Und das Ende des Krieges für Peter Hagendorf: sein Sturz von der Memminger Stadtmauer als angeblich „Betrunkener“ (was völlig unbewiesen ist) und sein Weg aus Memmingen fort ins Ungewisse, an den im Film dann nachträglich (nach dessen Fertigstellung) noch eine Bemerkung aus dem Off über Hagendorfs Heimkehr in seine Heimat nach Görzke bei Magdeburg einfach “angepappt” wurde? Sie sind ein unbefriedigendes Ende. Da hilft auch keine konventionelle Zerstörungs- und keine Schreckensbilanz am Schluss. Sie wird als ein konventionelles Ende nach dem eigentlichen Handlungsende des Filmgeschehens nochmals vor die Augen der Zuschauer gesetzt. Dies erfolgt, ohne dass die ganz unterschiedlichen Schicksale der Regionen, Orte und Personen im Dreißigjährigen Krieg nochmals erwähnt würden. Es endete keineswegs alles im Dreißigjährigen Krieg in einer Katastrophe. Das zeigt sich nicht nur im bis heute unvollendeten Prachtschloss Skokloster in Schweden, das Feldmarschall Wrangel gleich nach dem Krieg aus seinen Kriegsgewinnen zu errichten begann. Sondern auch in der bescheidenen Fortsetzung der Kriegskarriere des Söldners Peter Hagendorf im Aufbau einer zivilen Existenz im kriegszerstörten Ort Görzke nach seiner Rückkehr in die Heimat. Um diese Vielschichtigkeiten genauer ins Bild zu rücken, hilft nur weitere Geschichtsforschung und deren angemessene Darstellung, nicht aber die Schlussfeststellung dieses Films, dass mit dem Ende des Krieges 1648 auch die „eiserne Zeit“ zu Ende gewesen sei und flugs das Zeitalter der Aufklärung und des Friedens begann.
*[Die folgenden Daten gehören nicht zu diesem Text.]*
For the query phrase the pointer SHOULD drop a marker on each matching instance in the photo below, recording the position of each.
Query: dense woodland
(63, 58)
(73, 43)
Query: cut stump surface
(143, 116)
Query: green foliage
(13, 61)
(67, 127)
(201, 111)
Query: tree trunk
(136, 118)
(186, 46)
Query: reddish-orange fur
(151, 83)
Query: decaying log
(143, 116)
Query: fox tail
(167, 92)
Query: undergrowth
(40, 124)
Diesen Artikel zitieren: Hans Medick, "Fiktionen des Faktischen im historischen Film", in: dk-blog, 23. Oktober 2018, https://dkblog.hypotheses.org/1719.
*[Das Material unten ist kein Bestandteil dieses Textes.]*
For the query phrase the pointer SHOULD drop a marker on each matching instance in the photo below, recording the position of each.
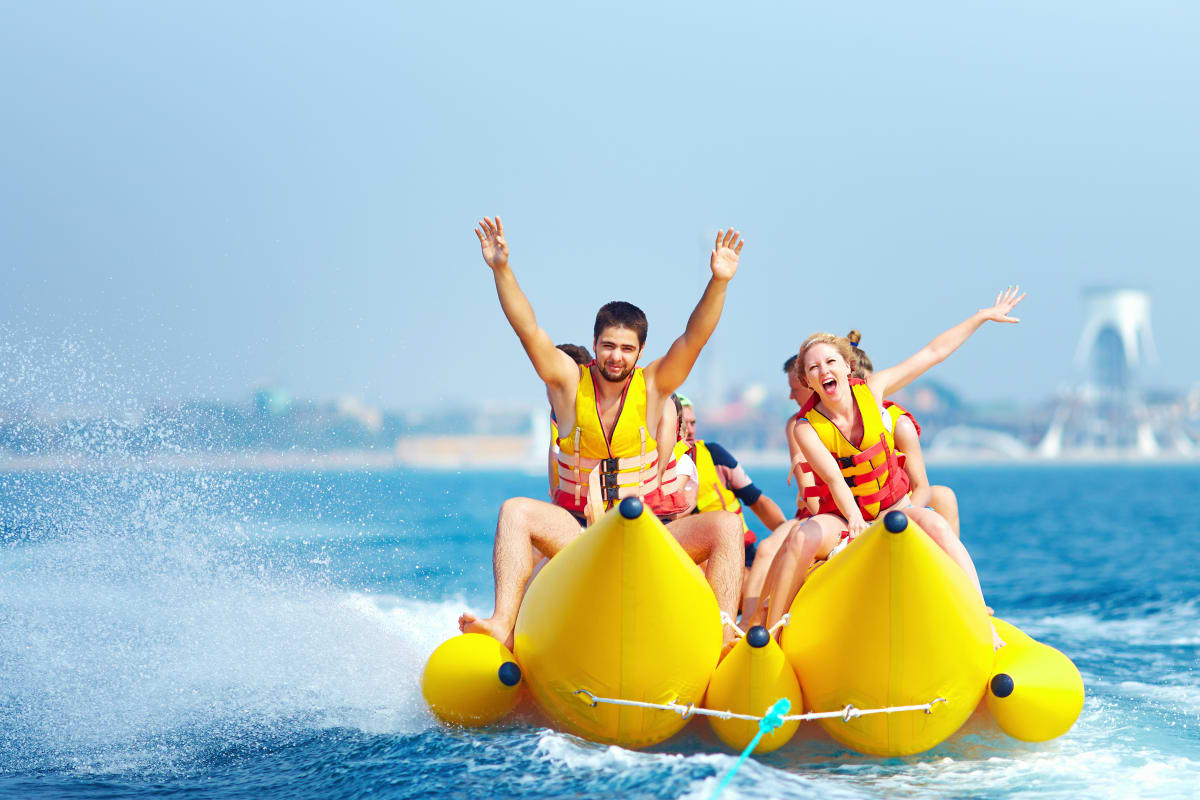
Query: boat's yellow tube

[1] Natalie Zemon Davis: Die Wahrhaftige Geschichte von der Widerkehr des Martin Guerre, mit einem Nachwort von Carlo Ginzburg, München 1982.
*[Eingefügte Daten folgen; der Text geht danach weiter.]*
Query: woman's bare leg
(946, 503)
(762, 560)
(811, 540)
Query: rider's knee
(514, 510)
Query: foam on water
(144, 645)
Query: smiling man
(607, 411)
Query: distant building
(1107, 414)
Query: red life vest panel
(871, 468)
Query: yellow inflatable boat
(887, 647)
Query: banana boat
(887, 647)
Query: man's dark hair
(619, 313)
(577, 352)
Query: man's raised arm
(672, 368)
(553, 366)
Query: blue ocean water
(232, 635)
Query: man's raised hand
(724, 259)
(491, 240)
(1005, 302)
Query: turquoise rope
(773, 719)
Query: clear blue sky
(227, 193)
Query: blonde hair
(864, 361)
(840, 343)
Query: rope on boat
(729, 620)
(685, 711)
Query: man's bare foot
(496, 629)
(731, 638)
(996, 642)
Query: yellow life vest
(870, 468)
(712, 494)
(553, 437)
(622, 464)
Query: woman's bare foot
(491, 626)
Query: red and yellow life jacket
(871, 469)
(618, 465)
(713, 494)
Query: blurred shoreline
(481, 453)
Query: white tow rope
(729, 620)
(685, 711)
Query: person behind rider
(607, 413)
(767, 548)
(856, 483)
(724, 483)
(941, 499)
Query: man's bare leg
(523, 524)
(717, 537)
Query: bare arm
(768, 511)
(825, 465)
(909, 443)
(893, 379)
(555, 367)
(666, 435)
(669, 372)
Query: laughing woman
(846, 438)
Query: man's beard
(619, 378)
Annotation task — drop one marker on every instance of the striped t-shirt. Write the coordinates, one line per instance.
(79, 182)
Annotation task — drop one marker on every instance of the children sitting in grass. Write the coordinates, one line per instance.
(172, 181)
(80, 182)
[2] Siehe mein Buch: Der Dreißigjährige Krieg. Zeugnisse vom Leben mit Gewalt, Göttingen 2018, darin: Die Schlacht bei Lützen 1632 – Zeitzeugnisse, Mediendynamik und die Sprache der Gebeine, S. 223 ff.

[3] Ihr habe ich in meinem Buch ein besonderes Kapitel gewidmet: Festmahl und Freudenfeuerwerk: Das Ende des Krieges auf dem Nürnberger Exekutionstag, in: Hans Medick: Der Dreißigjährige Krieg. Zeugnisse vom Leben mit Gewalt, Göttingen 2018, S. 393 ff.